Guide Butch Terpe, 936-856-7080. Lake Conroe Area Convention & Visitors Bureau, http://www.lakeconroecvb.org. TPWD Region Three, 979-822-5067, www.texassportfishing.com/Region_3.

 Weighing In

 14.91 — The standing lake record largemouth caught in 1997 by Willis angler Bill Boyett.

 20,118 — Surface acres of Lake Conroe

 13,800 — The number of grass carp dumped into the lake last October to curb the spread of hydrilla

 1973 — The year Lake Conroe was impounded

 Bassmaster Extra

 Lures to packs

  Spinnerbaits, from 1/4 to 3/8 ounce, chartreuse/white combination:

 "I always put a trailer hook on my spinnerbaits, especially fishing over grassbeds because you might get a short strike. I am not a willowleaf fan. I like the Colorado or tandem blades. I generally like to cast it where I can see the blades on top or just under the water."

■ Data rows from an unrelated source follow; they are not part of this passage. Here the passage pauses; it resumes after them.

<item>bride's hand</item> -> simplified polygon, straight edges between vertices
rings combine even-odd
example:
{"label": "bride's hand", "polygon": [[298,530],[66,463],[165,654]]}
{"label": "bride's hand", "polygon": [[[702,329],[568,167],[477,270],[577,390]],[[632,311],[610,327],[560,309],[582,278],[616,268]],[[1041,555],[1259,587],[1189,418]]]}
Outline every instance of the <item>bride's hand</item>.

 - Crankbaits, those that go real shallow, not more than a foot deep:

 "I fish crankbaits over grass or real shallow structure, 2 to 3 feet deep." Terpe's favorite colors are Tennessee Shad and Fire Tiger. "Bandit is my favorite brand name. Mann is making one called the Baby Minus One, won't go more than 1 foot deep, real well known for fishing over shallow grass beds."

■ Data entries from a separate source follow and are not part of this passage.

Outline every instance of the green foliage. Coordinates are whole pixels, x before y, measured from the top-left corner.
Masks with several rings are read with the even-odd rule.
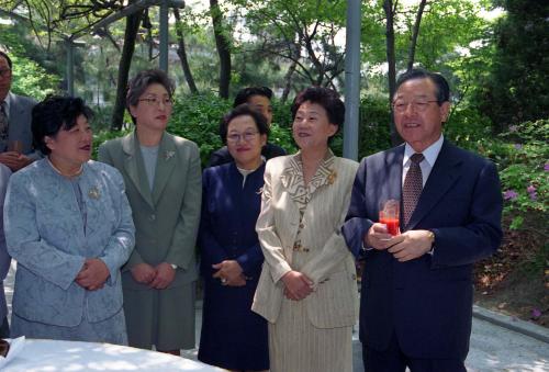
[[[495,25],[495,54],[481,109],[498,129],[525,121],[549,117],[549,3],[538,0],[502,0],[507,11]]]
[[[11,90],[14,93],[42,100],[47,94],[58,92],[59,77],[48,72],[38,64],[38,61],[44,63],[43,59],[30,58],[29,52],[31,50],[38,56],[42,53],[38,53],[38,48],[22,35],[20,26],[0,24],[1,45],[7,46],[13,64]]]
[[[496,138],[480,140],[479,149],[500,168],[504,214],[512,217],[511,228],[523,228],[533,216],[544,223],[549,210],[549,120],[512,126]]]
[[[99,131],[98,133],[94,133],[93,134],[93,149],[91,151],[91,158],[92,159],[97,159],[98,158],[98,149],[99,149],[99,146],[109,140],[109,139],[113,139],[113,138],[117,138],[117,137],[122,137],[122,136],[125,136],[126,134],[128,134],[130,131]]]
[[[168,132],[188,138],[200,147],[202,165],[210,159],[210,155],[223,146],[219,135],[220,121],[232,108],[232,102],[217,98],[213,93],[183,95],[176,101]],[[274,103],[274,120],[285,116],[281,114],[284,105]],[[292,136],[288,126],[271,125],[269,142],[282,146],[288,151],[294,150]]]
[[[12,91],[18,94],[32,97],[38,101],[47,94],[59,93],[59,77],[47,74],[35,61],[25,57],[11,56],[13,63]]]
[[[390,119],[391,111],[385,98],[367,97],[360,102],[359,159],[392,147]]]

 - Plastic worms, Texas rigged:

 "I like to use a lightweight, 3/16 to 1/4 ounce if the wind is blowing and there isn't much grass." His favorite colors are watermelon, black/blue and junebug in 6-inch Gator-tailed style worms.

 - Plastic worms, Carolina rigged:

 Target deep structures such as pond dams, roadbeds, or brushpiles.

 "I like to use a 1/2- to 3/4-ounce weight, depending on the wind, with a 2-foot leader, 4- to 6-inch worms, same worm colors." In the spring, knowledgeable Lake Conroe anglers sight fish beds, using craw worms. "Usually you have some kind of stickup or grass that the fish might be around, not deeper than 2 feet of water." Craw worms as compared to lizards are effective because of their compact size. "It's easier for a fish to take the whole bait in instead of just the tail," explains Terpe. "You have a better percentage on hookups, since the bait almost covers three quarters of the worm and is more compact."